This paper pursues a new approach to egalitarian economic policy. It is concerned with methods of bringing dramatic increases in the democratic control over financial markets and the allocation of credit, without sacrificing the basic sources of micro efficiency and macro coordination and stability that are necessary for any viable economic strategy. The focus here on financial issues is not meant to suggest that there is less need for comparable policy measures in other economic spheres, in particular the labour market and related institutions. Nevertheless, the premise of this paper is that policies focused on financial institutions and activities must be a central feature of any renewed egalitarian policy project.

There are several reasons why this is so. To begin with, it has been clear for some time that even the most mildly progressive governments face formidable opposition to their programmes from powerful interests within financial markets. Some well-known examples of this recurring phenomenon include the Labour governments in Britain in the 1930s, 1960s and 1970s, the Mitterand government in France in the 1980s, and, most recently, the Clinton Presidency in the us.footnote4 Third World governments regularly confront even stronger pressures, especially since the 1980s, as the imf and World Bank have imposed deflationary structural adjustment programmes on terms established by the international financial community.

But even assuming that such political forces could be neutralized, the tendency of financial markets toward speculation and instability have also weakened the capacity of governments to successfully implement egalitarian macroeconomic policies. The primary instruments for conducting macro policy—deficit spending and central bank monetary interventions—are both financial mechanisms, and thus their ability to operate effectively depends on how well policy initiatives can be transmitted through the financial system. Financial market instability has increased substantially since the early 1970s relative to the first phase of the postwar period, including such period-defining events as the collapse of the Bretton Woods system in the early 1970s, the Latin American debt crisis in the early 1980s, and the merger and takeover wave in the us and uk in the latter part of the 1980s. This rise of financial instability has weakened the transmission mechanism from policy instruments to policy targets.

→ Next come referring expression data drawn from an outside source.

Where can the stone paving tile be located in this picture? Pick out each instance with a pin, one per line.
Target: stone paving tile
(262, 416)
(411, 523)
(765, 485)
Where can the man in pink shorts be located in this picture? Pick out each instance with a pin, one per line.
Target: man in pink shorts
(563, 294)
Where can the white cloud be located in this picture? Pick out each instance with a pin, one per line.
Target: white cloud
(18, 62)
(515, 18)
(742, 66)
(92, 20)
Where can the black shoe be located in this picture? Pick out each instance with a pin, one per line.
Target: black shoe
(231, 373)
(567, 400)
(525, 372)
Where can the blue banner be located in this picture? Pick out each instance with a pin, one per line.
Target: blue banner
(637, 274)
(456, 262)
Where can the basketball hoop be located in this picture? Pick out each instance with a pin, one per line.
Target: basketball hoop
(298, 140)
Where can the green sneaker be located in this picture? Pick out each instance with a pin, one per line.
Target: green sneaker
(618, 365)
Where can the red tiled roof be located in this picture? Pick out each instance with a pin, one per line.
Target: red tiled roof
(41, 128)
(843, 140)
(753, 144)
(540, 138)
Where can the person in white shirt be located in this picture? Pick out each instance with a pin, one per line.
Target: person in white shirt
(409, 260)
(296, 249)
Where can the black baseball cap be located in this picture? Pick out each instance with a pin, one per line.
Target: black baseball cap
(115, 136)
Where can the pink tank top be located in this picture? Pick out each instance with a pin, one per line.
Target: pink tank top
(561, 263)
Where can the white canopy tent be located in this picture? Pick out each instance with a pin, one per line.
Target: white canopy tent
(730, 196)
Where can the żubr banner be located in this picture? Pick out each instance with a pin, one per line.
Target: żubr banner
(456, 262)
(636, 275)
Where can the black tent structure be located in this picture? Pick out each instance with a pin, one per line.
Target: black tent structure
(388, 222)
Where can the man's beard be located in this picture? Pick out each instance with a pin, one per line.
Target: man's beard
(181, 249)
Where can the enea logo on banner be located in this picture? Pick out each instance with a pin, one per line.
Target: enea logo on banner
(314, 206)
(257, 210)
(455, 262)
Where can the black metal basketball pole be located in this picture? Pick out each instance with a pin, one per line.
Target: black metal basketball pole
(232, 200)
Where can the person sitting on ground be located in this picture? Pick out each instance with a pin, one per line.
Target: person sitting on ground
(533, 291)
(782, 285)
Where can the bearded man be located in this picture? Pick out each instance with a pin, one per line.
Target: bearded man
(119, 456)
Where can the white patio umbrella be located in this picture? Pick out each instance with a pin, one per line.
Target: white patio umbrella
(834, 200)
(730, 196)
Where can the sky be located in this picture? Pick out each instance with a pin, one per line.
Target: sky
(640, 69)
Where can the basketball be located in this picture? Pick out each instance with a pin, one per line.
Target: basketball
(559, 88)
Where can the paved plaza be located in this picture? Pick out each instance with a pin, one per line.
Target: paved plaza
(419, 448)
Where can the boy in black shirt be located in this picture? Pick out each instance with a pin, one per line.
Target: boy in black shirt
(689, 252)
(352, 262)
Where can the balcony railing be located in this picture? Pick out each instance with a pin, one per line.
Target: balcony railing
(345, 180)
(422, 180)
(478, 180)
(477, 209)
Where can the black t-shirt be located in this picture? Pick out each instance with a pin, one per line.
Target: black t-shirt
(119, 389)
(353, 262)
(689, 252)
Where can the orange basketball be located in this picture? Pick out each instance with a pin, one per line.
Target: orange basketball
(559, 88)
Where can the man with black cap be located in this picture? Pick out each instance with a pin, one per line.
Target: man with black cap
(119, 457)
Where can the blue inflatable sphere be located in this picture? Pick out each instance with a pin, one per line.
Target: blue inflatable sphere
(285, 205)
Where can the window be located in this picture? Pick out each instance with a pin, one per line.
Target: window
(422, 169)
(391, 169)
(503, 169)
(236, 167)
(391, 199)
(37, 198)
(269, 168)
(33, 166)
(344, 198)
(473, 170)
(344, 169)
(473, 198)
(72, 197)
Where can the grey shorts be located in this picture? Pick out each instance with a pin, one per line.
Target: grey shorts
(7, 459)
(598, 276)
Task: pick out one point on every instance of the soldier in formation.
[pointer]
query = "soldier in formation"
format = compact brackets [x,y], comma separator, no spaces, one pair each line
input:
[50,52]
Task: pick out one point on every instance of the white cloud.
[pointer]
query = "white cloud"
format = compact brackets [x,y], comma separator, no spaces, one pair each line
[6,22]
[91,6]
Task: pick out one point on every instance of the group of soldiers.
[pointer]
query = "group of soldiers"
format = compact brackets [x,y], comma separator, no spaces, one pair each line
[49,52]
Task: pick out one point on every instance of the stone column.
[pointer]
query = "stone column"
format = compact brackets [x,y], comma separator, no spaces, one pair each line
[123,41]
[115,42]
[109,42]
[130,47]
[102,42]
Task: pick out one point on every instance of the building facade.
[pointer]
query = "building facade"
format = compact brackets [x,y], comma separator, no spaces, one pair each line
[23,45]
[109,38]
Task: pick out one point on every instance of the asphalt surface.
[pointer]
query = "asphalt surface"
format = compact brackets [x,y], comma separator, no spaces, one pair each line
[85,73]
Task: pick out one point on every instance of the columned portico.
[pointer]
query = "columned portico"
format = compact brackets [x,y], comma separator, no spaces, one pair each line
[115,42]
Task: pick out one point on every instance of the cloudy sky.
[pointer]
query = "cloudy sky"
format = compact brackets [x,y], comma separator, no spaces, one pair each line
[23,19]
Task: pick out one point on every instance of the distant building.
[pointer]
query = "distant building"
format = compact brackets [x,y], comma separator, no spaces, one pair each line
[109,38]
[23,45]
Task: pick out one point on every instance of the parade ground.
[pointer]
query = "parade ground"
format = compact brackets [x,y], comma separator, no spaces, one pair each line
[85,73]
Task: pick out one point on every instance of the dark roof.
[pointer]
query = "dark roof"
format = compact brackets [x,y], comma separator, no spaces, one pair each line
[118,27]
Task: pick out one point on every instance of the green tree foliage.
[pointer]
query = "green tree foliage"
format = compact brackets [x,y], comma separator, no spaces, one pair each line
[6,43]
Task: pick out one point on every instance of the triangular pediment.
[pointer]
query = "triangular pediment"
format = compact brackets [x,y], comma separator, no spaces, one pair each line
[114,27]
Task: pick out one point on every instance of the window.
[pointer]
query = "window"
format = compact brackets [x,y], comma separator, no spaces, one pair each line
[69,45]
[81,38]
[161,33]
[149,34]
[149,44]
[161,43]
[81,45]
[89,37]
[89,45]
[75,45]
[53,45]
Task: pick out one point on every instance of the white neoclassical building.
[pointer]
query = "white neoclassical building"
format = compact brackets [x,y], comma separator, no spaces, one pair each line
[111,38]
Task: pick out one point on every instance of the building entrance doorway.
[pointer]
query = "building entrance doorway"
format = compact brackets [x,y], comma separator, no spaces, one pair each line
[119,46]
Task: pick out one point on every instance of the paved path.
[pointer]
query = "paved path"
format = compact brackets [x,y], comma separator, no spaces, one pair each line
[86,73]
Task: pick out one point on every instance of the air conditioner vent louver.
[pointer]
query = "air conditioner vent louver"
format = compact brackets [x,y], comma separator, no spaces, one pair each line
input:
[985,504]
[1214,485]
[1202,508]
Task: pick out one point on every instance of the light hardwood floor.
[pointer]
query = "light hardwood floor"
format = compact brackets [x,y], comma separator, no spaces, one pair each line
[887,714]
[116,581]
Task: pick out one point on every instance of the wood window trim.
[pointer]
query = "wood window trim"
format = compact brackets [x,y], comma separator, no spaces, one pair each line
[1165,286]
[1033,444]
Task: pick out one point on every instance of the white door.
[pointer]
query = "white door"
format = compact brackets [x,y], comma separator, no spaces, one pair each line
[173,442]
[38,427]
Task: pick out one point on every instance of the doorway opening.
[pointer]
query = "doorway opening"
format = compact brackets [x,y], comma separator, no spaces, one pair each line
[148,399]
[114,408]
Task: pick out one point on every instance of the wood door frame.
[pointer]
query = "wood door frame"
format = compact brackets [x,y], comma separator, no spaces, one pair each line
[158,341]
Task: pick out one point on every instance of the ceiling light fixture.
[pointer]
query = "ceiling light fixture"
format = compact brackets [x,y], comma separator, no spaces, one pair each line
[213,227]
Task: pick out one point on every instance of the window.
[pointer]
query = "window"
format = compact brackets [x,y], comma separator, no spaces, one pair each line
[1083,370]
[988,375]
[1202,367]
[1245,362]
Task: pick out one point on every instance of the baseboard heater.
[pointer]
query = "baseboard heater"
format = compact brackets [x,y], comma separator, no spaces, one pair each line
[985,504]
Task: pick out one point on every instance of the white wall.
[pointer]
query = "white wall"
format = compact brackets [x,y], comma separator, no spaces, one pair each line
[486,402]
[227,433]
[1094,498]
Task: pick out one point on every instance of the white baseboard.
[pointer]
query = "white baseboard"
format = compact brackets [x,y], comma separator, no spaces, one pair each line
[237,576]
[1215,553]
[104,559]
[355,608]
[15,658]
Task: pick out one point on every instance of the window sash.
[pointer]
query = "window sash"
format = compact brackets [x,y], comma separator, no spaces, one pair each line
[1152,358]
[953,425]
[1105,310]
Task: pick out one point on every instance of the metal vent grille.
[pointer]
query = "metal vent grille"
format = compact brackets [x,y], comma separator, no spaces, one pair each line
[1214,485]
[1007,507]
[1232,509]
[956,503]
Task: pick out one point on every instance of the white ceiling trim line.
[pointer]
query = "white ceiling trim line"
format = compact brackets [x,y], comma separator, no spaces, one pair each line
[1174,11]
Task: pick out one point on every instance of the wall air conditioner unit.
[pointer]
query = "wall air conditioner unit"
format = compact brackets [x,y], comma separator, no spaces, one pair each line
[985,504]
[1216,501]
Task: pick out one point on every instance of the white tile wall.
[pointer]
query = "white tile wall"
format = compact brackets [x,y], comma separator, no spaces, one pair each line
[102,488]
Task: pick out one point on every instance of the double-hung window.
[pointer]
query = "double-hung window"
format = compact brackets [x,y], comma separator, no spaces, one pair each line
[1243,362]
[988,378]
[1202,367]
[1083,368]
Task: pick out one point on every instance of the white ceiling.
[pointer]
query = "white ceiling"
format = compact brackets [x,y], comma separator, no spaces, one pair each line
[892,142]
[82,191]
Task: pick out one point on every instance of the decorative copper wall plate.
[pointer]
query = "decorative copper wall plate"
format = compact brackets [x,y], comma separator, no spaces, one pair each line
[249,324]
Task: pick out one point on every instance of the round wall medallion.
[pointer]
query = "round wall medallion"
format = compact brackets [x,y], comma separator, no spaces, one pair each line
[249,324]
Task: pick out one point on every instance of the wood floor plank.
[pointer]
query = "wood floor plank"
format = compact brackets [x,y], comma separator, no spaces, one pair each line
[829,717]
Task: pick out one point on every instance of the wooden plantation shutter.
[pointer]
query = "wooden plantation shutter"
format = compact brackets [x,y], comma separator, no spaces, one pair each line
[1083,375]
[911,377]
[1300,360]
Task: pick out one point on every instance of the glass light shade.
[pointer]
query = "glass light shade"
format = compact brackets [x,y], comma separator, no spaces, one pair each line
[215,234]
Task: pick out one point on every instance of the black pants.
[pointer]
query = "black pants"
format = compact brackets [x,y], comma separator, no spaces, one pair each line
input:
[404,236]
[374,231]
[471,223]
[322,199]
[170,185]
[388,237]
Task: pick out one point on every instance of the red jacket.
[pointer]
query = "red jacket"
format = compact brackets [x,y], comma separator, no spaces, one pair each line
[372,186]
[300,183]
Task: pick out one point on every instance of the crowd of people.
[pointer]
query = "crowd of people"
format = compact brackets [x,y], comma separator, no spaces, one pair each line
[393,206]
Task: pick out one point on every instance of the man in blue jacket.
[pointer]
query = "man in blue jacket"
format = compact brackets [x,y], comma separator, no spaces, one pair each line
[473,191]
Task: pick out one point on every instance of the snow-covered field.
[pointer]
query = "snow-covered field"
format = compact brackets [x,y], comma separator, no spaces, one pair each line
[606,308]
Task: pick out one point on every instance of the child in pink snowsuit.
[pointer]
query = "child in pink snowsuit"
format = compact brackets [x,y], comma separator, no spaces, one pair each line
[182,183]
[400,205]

Given these considerations, it follows that egalitarian movements will have to confront financial market pressures through explicit programmatic measures. Yet, in contrast to the situation with labour-market issues, the Left has for the most part failed to even consider seriously the types of policies that might be effective in addressing both the political and structural problems deriving from financial markets. There are also more positive reasons for egalitarians to pay attention to polices focused on the financial system. Finance is the conduit for all economic activity in market economies. Because nothing happens unless it is financed, exerting control over the financial system is an efficient way to influence the widest possible range of activity with a set of relatively modest and simple policy tools.